Milhares de pessoas foram mantidas como reféns de uma imensa lengalenga política na tarde de ontem, na Vila Nossa Senhora da Luz. Os pobres reféns estavam lá apenas para receber cobertores e peças de roupa doadas por cidadãos de boa vontade. Para mostrar o quanto são grandiosos os ideais de Luciano Ducci, porém, a prefeitura de Curitiba primeiro deixou todos de castigo: em pé, debaixo do sol, durante o horário de expediente, os habitantes da vila pacientemente ouviram a propaganda oficial.
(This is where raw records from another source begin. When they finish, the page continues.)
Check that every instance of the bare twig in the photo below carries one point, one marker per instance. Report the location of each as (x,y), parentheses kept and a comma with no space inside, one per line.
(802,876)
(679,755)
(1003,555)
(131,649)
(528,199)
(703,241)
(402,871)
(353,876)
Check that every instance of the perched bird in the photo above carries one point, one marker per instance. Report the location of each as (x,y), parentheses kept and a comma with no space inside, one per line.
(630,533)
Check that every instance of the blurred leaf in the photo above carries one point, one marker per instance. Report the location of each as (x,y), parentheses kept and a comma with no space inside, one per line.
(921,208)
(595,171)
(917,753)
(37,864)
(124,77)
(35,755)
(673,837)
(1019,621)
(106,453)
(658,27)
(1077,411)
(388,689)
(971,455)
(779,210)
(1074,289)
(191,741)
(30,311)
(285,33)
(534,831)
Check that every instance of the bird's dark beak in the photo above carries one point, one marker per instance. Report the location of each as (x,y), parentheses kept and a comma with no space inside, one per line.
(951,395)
Depois de uma breve fala de um frei da região, começou a politicagem. A presidente de uma associação de moradores da Cidade Industrial usou o microfone. Na praça central da vila, todos ouviram a mensagem: até "seis, sete anos atrás", ou seja, antes de Beto Richa ser prefeito, o bairro era abandonado. Agora, não. Tudo mudou.
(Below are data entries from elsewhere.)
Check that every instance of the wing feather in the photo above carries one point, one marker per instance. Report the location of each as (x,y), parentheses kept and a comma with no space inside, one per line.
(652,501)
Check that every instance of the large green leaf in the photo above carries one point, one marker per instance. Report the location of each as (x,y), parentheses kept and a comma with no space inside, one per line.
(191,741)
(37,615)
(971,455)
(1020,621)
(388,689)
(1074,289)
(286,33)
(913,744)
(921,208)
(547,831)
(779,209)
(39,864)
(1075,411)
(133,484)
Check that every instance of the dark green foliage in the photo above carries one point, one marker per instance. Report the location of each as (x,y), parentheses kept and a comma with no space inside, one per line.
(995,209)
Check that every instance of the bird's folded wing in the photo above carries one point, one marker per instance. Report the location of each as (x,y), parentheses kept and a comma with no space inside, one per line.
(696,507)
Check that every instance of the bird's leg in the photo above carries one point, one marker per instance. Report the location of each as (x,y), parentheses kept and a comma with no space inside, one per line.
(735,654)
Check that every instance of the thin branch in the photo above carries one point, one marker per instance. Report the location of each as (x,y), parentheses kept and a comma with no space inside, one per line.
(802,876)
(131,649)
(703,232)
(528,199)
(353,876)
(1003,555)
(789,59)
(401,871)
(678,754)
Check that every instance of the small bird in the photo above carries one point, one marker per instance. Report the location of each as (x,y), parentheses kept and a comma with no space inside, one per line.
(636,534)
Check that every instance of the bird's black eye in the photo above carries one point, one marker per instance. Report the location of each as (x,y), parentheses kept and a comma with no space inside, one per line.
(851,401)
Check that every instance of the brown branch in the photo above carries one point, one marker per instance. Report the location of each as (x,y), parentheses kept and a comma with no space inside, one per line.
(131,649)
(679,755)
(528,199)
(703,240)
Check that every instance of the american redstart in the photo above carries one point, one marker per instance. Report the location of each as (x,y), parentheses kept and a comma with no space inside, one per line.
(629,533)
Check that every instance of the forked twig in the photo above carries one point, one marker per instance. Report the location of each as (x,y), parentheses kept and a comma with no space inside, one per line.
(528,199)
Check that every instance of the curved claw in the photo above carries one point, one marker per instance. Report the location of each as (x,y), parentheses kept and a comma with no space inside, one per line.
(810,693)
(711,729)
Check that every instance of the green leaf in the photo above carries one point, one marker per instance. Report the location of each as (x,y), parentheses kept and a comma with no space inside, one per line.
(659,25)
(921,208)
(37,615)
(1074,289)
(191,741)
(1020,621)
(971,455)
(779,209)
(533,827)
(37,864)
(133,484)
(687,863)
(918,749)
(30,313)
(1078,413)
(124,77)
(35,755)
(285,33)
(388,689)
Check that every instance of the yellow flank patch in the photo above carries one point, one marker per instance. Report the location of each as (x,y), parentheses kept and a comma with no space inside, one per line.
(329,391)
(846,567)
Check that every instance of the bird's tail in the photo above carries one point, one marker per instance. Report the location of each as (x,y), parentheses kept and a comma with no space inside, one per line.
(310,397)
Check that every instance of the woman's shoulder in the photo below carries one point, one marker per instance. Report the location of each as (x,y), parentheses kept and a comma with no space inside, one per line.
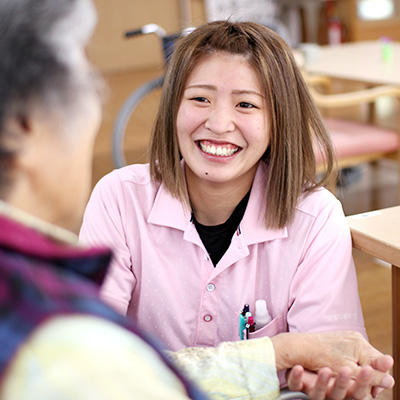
(129,183)
(135,174)
(317,201)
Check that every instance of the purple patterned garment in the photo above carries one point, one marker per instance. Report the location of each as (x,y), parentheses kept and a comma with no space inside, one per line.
(40,278)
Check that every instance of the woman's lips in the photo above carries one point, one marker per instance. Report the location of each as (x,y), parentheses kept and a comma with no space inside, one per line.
(218,149)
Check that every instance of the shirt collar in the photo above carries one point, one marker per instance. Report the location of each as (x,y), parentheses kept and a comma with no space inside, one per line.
(169,211)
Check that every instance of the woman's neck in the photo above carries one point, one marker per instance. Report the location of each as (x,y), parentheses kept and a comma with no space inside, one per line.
(213,203)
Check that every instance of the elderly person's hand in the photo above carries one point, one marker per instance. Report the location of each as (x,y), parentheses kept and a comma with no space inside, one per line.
(346,365)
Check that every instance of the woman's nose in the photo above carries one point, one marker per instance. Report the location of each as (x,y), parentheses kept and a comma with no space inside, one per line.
(220,120)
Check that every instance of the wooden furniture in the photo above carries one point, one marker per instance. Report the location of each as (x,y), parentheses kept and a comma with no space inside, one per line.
(378,233)
(356,142)
(360,61)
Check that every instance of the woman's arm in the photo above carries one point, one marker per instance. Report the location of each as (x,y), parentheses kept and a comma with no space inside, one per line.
(103,225)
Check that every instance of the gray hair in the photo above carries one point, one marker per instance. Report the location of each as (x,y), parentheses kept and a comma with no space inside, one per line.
(41,48)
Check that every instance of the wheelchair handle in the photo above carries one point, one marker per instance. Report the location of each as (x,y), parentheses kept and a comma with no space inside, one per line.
(146,29)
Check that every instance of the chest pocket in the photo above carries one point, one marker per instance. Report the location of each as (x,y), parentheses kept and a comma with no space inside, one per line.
(277,325)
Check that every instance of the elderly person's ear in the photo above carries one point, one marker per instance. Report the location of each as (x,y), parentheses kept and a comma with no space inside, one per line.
(15,131)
Vieram então dois vereadores. Julieta Reis e Dirceu Moreira fizeram um discurso para seus eleitores. Qual a razão de ter de ouvir mais isso, pensaria a dona de casa que tinha de voltar para cuidar dos filhos? Ninguém deu a resposta. O fato é que a prefeitura preferiu ceder o palanque para seus parceiros. Moreira retribuiu, elogiando projetos de Ducci na região. Claro, elogiou a si próprio também.
O cidadão que acreditasse que isso era suficiente e que os cobertores já iam ser liberados se enganou tremendamente. Agora era a vez do pessoal do Instituto Pró-Cidadania de Curitiba, ligado à prefeitura. Depois veio ainda mais um discurso. Dessa vez, quem prolongou a agonia da multidão foi a primeira-dama, Marry Ducci. Claro, preparou o terreno para o marido, que fez o último discurso da tarde.
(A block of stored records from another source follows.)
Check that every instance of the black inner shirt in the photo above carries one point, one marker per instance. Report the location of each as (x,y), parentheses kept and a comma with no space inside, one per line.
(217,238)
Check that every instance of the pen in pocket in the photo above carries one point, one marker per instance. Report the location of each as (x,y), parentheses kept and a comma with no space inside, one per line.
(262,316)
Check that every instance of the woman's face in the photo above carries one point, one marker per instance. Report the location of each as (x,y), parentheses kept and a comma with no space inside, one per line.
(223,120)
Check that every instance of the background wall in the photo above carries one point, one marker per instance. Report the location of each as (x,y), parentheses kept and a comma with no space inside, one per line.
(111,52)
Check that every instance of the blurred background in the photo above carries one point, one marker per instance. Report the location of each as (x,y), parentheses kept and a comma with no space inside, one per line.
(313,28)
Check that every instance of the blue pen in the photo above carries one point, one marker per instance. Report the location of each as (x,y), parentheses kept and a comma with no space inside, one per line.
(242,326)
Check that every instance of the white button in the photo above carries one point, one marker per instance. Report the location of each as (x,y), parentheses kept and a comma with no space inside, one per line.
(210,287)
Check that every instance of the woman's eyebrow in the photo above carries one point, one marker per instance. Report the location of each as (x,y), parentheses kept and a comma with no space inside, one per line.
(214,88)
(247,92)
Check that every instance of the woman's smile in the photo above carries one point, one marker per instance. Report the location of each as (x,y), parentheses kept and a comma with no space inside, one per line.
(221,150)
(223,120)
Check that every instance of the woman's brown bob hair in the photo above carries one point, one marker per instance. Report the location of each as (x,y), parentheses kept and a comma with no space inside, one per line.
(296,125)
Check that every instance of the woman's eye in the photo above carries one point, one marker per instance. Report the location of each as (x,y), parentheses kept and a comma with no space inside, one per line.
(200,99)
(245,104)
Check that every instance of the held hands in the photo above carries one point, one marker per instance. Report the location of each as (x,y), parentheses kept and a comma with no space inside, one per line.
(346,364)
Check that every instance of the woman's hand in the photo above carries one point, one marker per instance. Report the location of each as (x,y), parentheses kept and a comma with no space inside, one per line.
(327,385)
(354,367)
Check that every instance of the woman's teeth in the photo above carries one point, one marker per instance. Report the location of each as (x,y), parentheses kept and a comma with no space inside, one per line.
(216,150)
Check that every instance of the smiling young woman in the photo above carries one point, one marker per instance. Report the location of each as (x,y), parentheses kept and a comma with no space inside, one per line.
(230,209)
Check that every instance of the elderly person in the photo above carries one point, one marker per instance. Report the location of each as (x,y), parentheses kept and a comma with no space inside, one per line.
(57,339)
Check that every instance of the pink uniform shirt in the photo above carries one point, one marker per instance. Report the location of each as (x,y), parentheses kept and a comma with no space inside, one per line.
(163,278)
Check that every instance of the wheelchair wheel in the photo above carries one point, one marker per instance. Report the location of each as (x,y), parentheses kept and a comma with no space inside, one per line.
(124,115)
Só depois disso os cobertores passaram a ser entregues. Era preciso entrar na fila e esperar. Todos também tinham de ter cadastro prévio, feito pelos assistentes sociais, que foram de casa em casa pegar os dados de cada família. Aí vem mais uma pergunta crucial: por que os próprios assistentes não levam já o cobertor e entregam? Ou, se isso não fosse possível, por que não ir simplesmente a um balcão?
A resposta é fácil. Sem discurso, sem festa, sem oba-oba, o prefeito não mostra que foi ele quem organizou tudo aquilo. Pior ainda: a cortesia é feita com chapéu alheio, já que os cobertores são doados por cidadãos e por empresas particulares. No máximo, a prefeitura organiza e divulga tudo. E, claro, fica com os dividendos políticos, esperando que os reféns passem a sofrer da Síndrome de Estocolmo, quando o refém passa a simpatizar com quem o mantém cativo.
Pelos cálculos da própria prefeitura, 320 mil pessoas foram beneficiadas pelos cobertores e peças de roupas doadas. Como só se pode pegar as doações nos eventos, todos ouviram o discurso oficial. Isso quer dizer bem uns 20% dos eleitores de Curitiba.
É claro que as doações são importantes. Ninguém questiona a importância de dar cobertores a quem não tem. O que se questiona é a necessidade da festinha em benefício próprio, feita às custas do contribuinte. No ano passado, Fernanda Richa chegou a ser multada por usar os eventos para ajudar a eleger o marido, Beto, para o governo do estado. Nenhuma lição parece ter sido aprendida desde então.
Diz-se que o Bolsa Família é eleitoreiro. Mas, pelo menos, o beneficiário recebe o dinheiro a que tem direito no banco, sem precisar participar de comícios eleitorais.